There are a series of methods available in the MediaRecorder interface that allow you to control recording of the media stream; in Web Dictaphone we just make use of two, and listen to some events. First of all, MediaRecorder.start() is used to start recording the stream once the record button is pressed:

record.onclick = function() {
  mediaRecorder.start();
  console.log(mediaRecorder.state);
  console.log("recorder started");
  record.style.background = "red";
  record.style.color = "black";
}

When the MediaRecorder is recording, the MediaRecorder.state property will return a value of "recording".

As recording progresses, we need to collect the audio data. We register an event handler to do this using mediaRecorder.ondataavailable:

var chunks = [];

mediaRecorder.ondataavailable = function(e) {
  chunks.push(e.data);
}

The browser will fire dataavailable events as needed, but you can also include a timeslice when invoking the start() method — for example start(10000) — to control this interval, or call MediaRecorder.requestData() to trigger an event when you need it.

Lastly, we use the MediaRecorder.stop() method to stop the recording when the stop button is pressed, and finalize the Blob ready for use somewhere else in our application.

stop.onclick = function() {
  mediaRecorder.stop();
  console.log(mediaRecorder.state);
  console.log("recorder stopped");
  record.style.background = "";
  record.style.color = "";
}

Note that the recording may also stop naturally if the media stream ends (e.g. if you were grabbing a song track and the track ended, or the user stopped sharing their microphone).

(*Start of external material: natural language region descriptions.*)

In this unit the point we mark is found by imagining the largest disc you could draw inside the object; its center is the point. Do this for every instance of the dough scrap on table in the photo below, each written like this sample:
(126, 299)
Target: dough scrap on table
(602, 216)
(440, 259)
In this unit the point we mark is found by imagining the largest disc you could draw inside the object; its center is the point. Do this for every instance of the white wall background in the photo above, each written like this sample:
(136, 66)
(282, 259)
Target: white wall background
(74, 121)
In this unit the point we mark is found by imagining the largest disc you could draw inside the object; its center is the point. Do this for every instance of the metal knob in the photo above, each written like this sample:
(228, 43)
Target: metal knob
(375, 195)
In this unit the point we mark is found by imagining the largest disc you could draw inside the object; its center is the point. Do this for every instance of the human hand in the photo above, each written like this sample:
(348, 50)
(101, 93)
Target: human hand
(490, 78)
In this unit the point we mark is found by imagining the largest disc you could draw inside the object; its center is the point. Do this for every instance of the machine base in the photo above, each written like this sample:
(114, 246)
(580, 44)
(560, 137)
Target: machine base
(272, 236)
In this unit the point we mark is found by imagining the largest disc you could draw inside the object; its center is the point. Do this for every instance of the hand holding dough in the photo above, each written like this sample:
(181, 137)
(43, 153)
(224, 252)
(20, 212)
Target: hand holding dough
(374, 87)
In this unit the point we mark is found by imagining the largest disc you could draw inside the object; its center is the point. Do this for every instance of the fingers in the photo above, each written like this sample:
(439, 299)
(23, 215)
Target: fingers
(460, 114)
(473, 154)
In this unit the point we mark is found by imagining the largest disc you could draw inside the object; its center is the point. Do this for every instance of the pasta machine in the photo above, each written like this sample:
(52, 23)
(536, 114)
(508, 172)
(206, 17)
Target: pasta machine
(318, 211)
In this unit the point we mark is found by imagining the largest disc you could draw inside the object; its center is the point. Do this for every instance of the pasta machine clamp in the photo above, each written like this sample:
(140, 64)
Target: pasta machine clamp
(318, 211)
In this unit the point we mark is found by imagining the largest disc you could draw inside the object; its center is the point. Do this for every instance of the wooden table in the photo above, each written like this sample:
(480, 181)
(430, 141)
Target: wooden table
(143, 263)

Grabbing and using the blob

When recording has stopped, the state property returns a value of "inactive", and a stop event is fired. We register an event handler for this using mediaRecorder.onstop, and finalize our blob there from all the chunks we have received:

mediaRecorder.onstop = function(e) {
  console.log("recorder stopped");

  var clipName = prompt('Enter a name for your sound clip');

  var clipContainer = document.createElement('article');
  var clipLabel = document.createElement('p');
  var audio = document.createElement('audio');
  var deleteButton = document.createElement('button');
           
  clipContainer.classList.add('clip');
  audio.setAttribute('controls', '');
  deleteButton.innerHTML = "Delete";
  clipLabel.innerHTML = clipName;

  clipContainer.appendChild(audio);
  clipContainer.appendChild(clipLabel);
  clipContainer.appendChild(deleteButton);
  soundClips.appendChild(clipContainer);

  var blob = new Blob(chunks, { 'type' : 'audio/ogg; codecs=opus' });
  chunks = [];
  var audioURL = window.URL.createObjectURL(blob);
  audio.src = audioURL;

  deleteButton.onclick = function(e) {
    evtTgt = e.target;
    evtTgt.parentNode.parentNode.removeChild(evtTgt.parentNode);
  }
}

Let's go through the above code and look at what's happening.

First, we display a prompt asking the user to name their clip.

Next, we create an HTML structure like the following, inserting it into our clip container, which is a <section> element.

<article class="clip">
  <audio controls></audio>
  <p>your clip name</p>
  <button>Delete</button>
</article>

After that, we create a combined Blob out of the recorded audio chunks, and create an object URL pointing to it, using window.URL.createObjectURL(blob). We then set the value of the <audio> element's src attribute to the object URL, so that when the play button is pressed on the audio player, it will play the Blob.

Finally, we set an onclick handler on the delete button to be a function that deletes the whole clip HTML structure.

Specifications

Specification	Status	Comment
MediaStream Recording	Working Draft	Initial definition

Feature	Chrome	Firefox (Gecko)	Internet Explorer	Opera	Safari (WebKit)
Basic support	47	25.0 (25.0)	No support	No support	No support

Feature	Android	Android Webview	Firefox Mobile (Gecko)	Firefox OS	IE Phone	Opera Mobile	Safari Mobile	Chrome Mobile
Basic support	No support	47	25.0 (25.0)	1.3^[1]	No support	No support	No support	47

[1] The initial Firefox OS implementation only supported audio recording.